Middle-income homeowners could be hit with thousands of pounds in extra tax under reported plans to scrap the capital gains tax (CGT) uplift on inherited assets, a move critics have branded a potential “family home death tax”.

The reforms, said to be under consideration by allies of Andy Burnham as part of a wider review of wealth taxation, would end the longstanding rule that resets the value of inherited assets at the date of death. Instead, beneficiaries would inherit the original purchase price, exposing them to significantly larger CGT bills when they eventually sell.

Property professionals have warned the changes could leave some families facing both inheritance tax and capital gains tax on the same home. Reports suggest a higher-rate taxpayer inheriting a property that has doubled in value over several decades could face an additional CGT bill of more than £23,000 under the proposals.

Louise Haigh, a close ally of Mr Burnham, recently argued that any review of the tax system should “at a minimum” consider reforming the uplift.

Health Secretary Wes Streeting, seen by some as a possible future chancellor under a Burnham-led government, has previously suggested CGT rates should be aligned with income tax rates.

Under the current system, inherited assets are rebased to their market value at the date of death, meaning gains accrued during the deceased’s lifetime are not subject to CGT. Tax is only payable on any increase in value after the asset has been inherited and subsequently sold.

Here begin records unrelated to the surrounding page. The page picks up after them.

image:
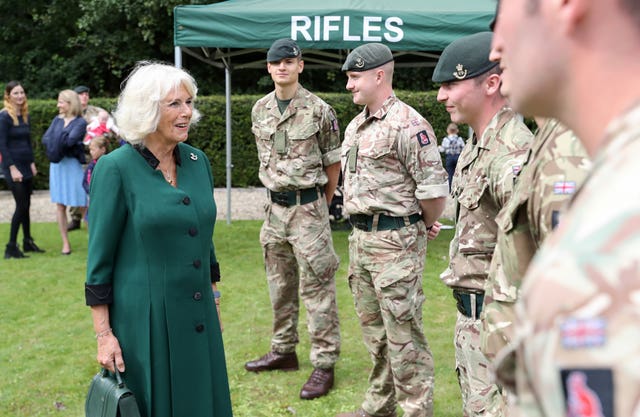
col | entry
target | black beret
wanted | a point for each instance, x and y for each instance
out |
(367, 56)
(283, 48)
(464, 58)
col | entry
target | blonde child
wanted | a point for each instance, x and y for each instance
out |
(97, 148)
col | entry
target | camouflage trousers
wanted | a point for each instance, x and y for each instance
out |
(299, 258)
(480, 397)
(385, 277)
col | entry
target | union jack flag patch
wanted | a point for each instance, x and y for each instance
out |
(564, 187)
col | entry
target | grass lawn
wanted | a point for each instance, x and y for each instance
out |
(47, 345)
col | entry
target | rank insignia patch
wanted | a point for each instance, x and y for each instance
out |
(423, 138)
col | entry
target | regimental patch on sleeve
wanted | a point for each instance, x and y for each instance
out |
(588, 392)
(564, 187)
(334, 124)
(555, 218)
(423, 138)
(515, 169)
(580, 333)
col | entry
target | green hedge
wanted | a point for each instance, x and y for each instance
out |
(209, 135)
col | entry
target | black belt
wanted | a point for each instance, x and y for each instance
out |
(463, 298)
(365, 221)
(295, 197)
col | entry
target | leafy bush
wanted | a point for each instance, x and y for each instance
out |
(210, 134)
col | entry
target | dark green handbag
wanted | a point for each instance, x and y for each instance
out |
(108, 396)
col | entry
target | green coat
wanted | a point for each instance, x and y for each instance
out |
(152, 244)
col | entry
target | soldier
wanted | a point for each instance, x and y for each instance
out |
(553, 170)
(394, 191)
(481, 186)
(298, 142)
(577, 333)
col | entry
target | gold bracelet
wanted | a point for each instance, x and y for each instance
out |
(104, 333)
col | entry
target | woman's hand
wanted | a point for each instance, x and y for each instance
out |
(219, 318)
(108, 350)
(16, 175)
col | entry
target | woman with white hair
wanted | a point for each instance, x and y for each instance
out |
(65, 176)
(152, 272)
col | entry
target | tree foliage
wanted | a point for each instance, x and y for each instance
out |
(51, 45)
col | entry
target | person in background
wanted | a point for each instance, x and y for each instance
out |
(298, 144)
(451, 146)
(578, 337)
(98, 127)
(481, 186)
(395, 189)
(18, 166)
(65, 176)
(97, 148)
(152, 271)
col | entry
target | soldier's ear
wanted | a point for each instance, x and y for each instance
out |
(492, 84)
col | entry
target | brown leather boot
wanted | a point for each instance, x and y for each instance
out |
(319, 383)
(272, 361)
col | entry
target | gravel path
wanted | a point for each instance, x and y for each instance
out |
(246, 204)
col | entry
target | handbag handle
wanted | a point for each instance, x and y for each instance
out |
(119, 380)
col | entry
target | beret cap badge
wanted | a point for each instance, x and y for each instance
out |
(460, 72)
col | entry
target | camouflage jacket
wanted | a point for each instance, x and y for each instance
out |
(390, 160)
(295, 147)
(553, 169)
(578, 316)
(481, 185)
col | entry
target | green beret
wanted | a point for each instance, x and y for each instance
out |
(367, 56)
(283, 48)
(464, 58)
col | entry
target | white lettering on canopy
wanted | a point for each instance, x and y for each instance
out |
(327, 28)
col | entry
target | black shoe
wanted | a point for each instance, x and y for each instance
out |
(74, 225)
(272, 361)
(28, 245)
(13, 251)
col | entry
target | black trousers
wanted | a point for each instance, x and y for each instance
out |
(22, 195)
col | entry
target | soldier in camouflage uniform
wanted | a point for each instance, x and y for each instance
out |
(577, 318)
(394, 191)
(298, 144)
(481, 186)
(553, 170)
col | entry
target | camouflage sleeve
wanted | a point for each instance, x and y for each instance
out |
(329, 136)
(557, 179)
(418, 149)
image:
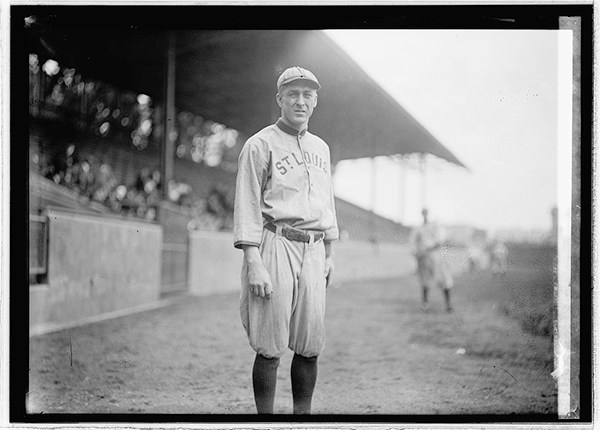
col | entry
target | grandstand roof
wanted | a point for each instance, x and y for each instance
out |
(229, 75)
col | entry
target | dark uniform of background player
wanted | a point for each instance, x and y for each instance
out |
(284, 220)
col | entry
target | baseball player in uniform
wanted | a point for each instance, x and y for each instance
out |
(427, 241)
(285, 221)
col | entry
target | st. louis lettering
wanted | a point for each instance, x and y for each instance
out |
(310, 158)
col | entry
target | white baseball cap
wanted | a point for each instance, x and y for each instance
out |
(297, 73)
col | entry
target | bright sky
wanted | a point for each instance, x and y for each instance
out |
(490, 97)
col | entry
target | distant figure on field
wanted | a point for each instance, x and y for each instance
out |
(499, 258)
(426, 242)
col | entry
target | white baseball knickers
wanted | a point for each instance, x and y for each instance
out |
(294, 317)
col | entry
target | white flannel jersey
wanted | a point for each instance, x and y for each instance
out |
(283, 176)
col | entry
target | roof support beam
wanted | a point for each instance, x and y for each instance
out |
(169, 132)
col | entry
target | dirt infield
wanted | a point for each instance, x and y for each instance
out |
(383, 356)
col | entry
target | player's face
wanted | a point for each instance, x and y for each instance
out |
(297, 102)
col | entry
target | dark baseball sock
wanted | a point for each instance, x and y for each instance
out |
(304, 379)
(264, 381)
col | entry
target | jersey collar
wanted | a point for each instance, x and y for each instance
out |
(289, 130)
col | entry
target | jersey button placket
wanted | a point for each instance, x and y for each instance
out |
(307, 172)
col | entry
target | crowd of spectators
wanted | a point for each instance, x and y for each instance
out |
(95, 180)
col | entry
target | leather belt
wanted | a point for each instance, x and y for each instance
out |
(295, 234)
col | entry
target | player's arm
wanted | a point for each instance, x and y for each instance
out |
(259, 280)
(329, 267)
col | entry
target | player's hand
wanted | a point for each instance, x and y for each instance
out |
(329, 269)
(259, 280)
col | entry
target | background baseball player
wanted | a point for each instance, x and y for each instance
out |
(284, 220)
(427, 241)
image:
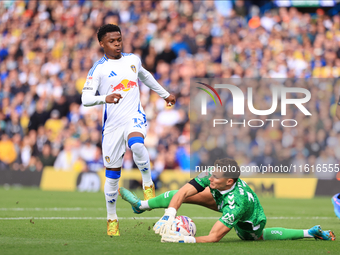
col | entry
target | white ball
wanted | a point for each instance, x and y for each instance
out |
(185, 226)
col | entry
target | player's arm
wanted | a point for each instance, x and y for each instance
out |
(186, 191)
(218, 231)
(337, 111)
(89, 97)
(147, 78)
(167, 222)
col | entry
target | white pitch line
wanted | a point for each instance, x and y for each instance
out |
(154, 218)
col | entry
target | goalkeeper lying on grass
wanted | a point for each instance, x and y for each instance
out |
(221, 191)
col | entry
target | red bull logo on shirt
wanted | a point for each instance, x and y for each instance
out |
(124, 85)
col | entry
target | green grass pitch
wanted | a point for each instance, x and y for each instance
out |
(74, 223)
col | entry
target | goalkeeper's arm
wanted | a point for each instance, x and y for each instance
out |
(167, 222)
(218, 231)
(186, 191)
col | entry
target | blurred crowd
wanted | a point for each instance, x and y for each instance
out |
(48, 47)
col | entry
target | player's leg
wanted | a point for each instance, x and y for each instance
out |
(336, 203)
(113, 146)
(203, 198)
(293, 234)
(141, 158)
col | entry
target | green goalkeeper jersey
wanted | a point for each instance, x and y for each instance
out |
(239, 205)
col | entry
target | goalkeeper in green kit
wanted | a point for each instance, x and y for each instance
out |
(220, 190)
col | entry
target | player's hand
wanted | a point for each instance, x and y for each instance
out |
(170, 100)
(166, 223)
(172, 237)
(176, 237)
(113, 98)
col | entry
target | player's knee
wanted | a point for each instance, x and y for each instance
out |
(112, 174)
(136, 144)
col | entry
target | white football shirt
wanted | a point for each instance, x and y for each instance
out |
(108, 76)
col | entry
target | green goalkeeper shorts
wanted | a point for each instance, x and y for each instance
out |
(246, 231)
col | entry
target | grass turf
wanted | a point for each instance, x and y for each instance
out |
(33, 235)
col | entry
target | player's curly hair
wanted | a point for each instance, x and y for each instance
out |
(229, 167)
(107, 29)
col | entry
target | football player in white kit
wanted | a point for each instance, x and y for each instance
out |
(115, 78)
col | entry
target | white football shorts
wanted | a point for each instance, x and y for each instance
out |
(114, 143)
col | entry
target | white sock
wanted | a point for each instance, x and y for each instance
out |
(141, 158)
(144, 205)
(111, 194)
(305, 234)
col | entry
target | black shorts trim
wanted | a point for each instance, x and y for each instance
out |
(198, 187)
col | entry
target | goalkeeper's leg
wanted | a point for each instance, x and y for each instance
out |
(292, 234)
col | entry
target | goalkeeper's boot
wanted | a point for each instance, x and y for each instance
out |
(113, 228)
(336, 203)
(132, 199)
(149, 192)
(318, 233)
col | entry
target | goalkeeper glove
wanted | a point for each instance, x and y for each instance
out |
(167, 222)
(176, 237)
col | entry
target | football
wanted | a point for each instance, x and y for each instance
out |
(185, 226)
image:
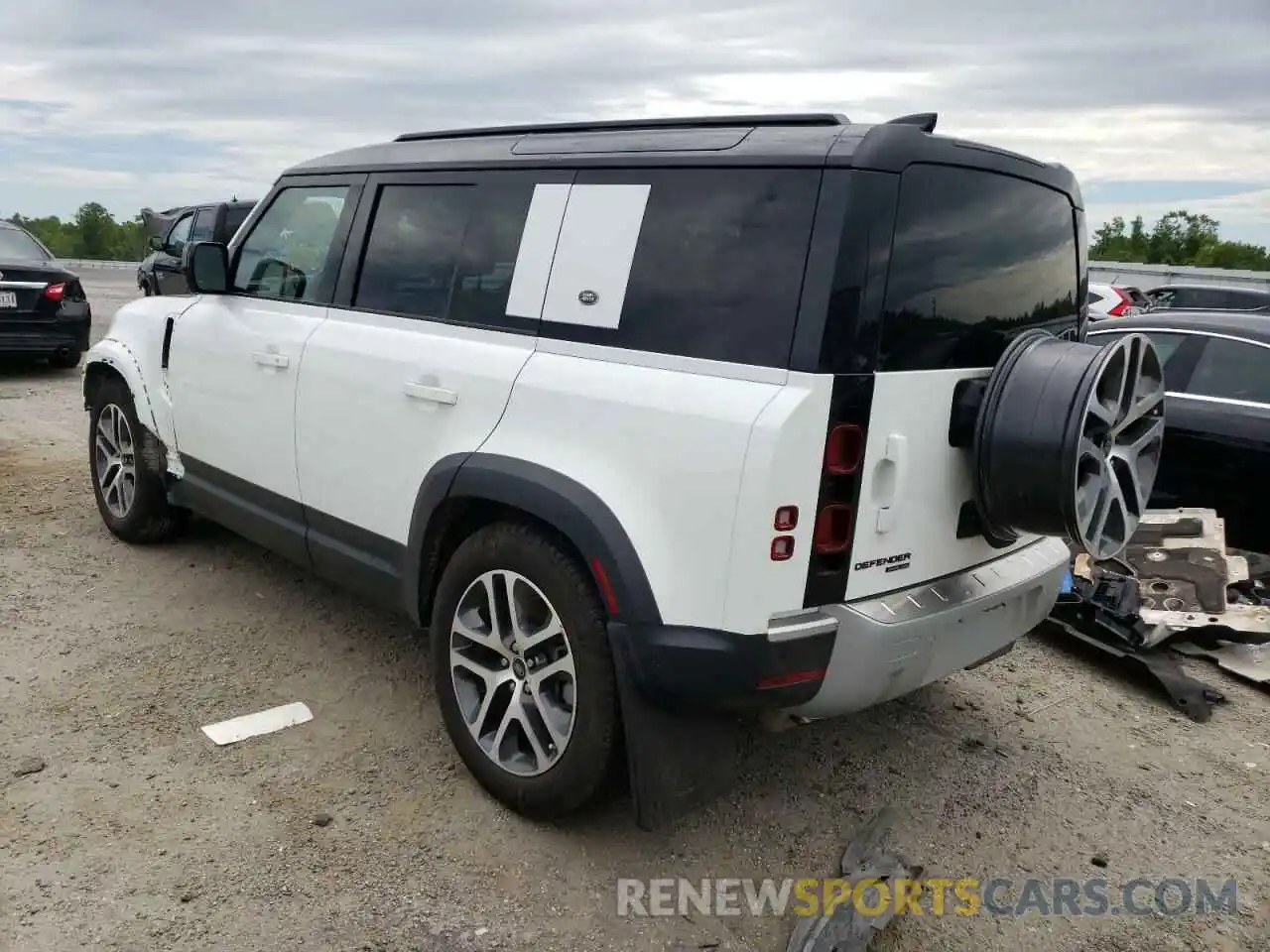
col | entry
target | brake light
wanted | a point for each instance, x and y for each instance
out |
(843, 449)
(833, 525)
(783, 548)
(842, 463)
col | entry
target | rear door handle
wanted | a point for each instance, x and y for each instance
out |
(425, 391)
(271, 359)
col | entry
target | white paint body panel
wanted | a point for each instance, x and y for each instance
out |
(913, 485)
(231, 375)
(594, 253)
(372, 412)
(663, 448)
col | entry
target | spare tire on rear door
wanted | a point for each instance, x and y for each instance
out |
(1067, 440)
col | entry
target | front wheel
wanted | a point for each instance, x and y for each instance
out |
(126, 481)
(524, 673)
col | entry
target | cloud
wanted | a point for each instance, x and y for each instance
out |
(132, 107)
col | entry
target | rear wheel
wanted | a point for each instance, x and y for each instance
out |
(522, 671)
(126, 481)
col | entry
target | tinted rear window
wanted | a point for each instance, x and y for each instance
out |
(16, 244)
(717, 268)
(975, 258)
(234, 218)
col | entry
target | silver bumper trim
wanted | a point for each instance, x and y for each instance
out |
(930, 598)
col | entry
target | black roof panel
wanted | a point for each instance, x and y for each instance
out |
(802, 139)
(1252, 325)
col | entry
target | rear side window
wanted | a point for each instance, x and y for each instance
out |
(975, 258)
(18, 244)
(716, 270)
(444, 252)
(1232, 370)
(286, 254)
(1241, 298)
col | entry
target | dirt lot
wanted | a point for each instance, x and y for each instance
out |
(139, 834)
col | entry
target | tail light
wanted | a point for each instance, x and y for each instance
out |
(842, 462)
(1123, 306)
(833, 526)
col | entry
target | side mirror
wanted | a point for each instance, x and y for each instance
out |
(206, 267)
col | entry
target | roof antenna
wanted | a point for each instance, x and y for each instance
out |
(924, 121)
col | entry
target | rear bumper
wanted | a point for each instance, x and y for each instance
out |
(45, 336)
(844, 657)
(893, 645)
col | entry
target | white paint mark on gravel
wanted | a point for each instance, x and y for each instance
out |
(276, 719)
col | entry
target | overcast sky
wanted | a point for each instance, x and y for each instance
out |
(1155, 104)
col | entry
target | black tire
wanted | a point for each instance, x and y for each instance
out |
(587, 767)
(151, 518)
(64, 362)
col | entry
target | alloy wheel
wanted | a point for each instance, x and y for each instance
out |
(512, 670)
(114, 461)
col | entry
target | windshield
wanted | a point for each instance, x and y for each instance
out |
(18, 244)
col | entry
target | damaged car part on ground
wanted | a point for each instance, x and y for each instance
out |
(817, 537)
(1175, 588)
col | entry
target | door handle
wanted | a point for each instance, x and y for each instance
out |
(270, 359)
(425, 391)
(889, 481)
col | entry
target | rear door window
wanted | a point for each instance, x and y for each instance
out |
(711, 267)
(445, 252)
(976, 258)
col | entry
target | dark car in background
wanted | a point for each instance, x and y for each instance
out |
(216, 221)
(44, 309)
(1207, 298)
(1216, 431)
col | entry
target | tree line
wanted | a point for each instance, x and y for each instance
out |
(1178, 238)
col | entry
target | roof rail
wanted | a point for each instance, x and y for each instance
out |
(699, 122)
(924, 121)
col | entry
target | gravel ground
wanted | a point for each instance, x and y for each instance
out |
(139, 834)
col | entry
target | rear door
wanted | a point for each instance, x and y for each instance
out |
(975, 258)
(1218, 448)
(168, 261)
(436, 315)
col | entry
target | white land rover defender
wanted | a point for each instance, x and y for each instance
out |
(647, 420)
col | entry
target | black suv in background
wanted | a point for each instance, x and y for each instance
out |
(1207, 298)
(160, 272)
(44, 311)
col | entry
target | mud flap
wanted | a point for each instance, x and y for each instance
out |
(677, 762)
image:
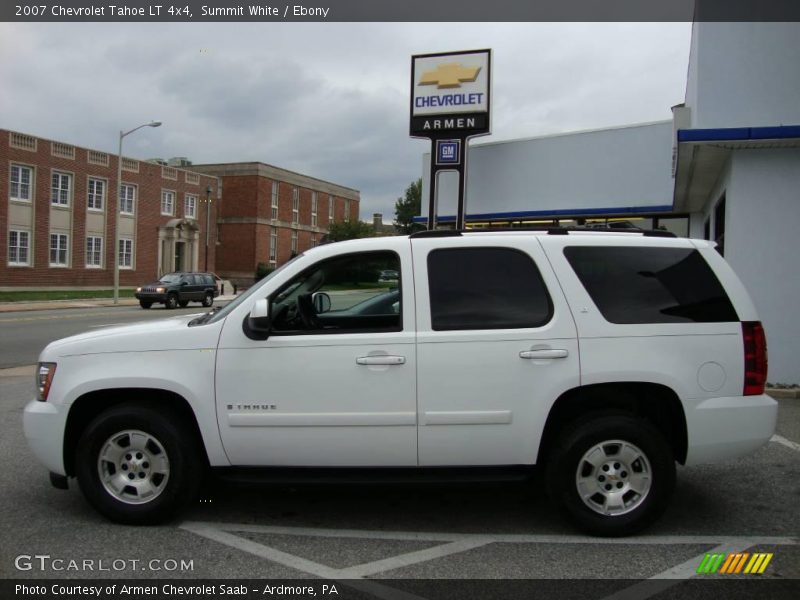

It remains unclear whether any reform to CGT would be accompanied by wider changes to inheritance tax, prompting concerns that some estates could face both taxes on the same assets. According to Begbies Chartered Accountants, the combined effect of inheritance tax and CGT could, in some circumstances, produce an effective tax rate of up to 62%, with the greatest impact likely to fall on estates worth more than £500,000 for individuals or £1 million for married couples and civil partners.

Gary Smith, financial planning partner at Evelyn Partners, said such an outcome was “unlikely to go down well” with taxpayers.

Supporters of abolishing the uplift, including Tax Justice UK, Centax and Fairer Share, argue the current rules encourage people to retain appreciating assets until death to avoid CGT.

However, Andrew Brooker, tax director at Begbies Chartered Accountants, warned that removing the uplift without broader reform could have unintended consequences.

He said: “Discouraging asset sales through very high tax rates doesn’t make a great deal of economic sense either as it gums up markets.”

Olly Cheng, financial planning director at Rathbones, questioned the substance behind the proposals, commenting: “From a personal finance perspective, there was plenty of style but little substance.”

According to the Institute for Fiscal Studies, around 350,000 people pay capital gains tax each year, equivalent to roughly 0.65% of the UK’s adult population.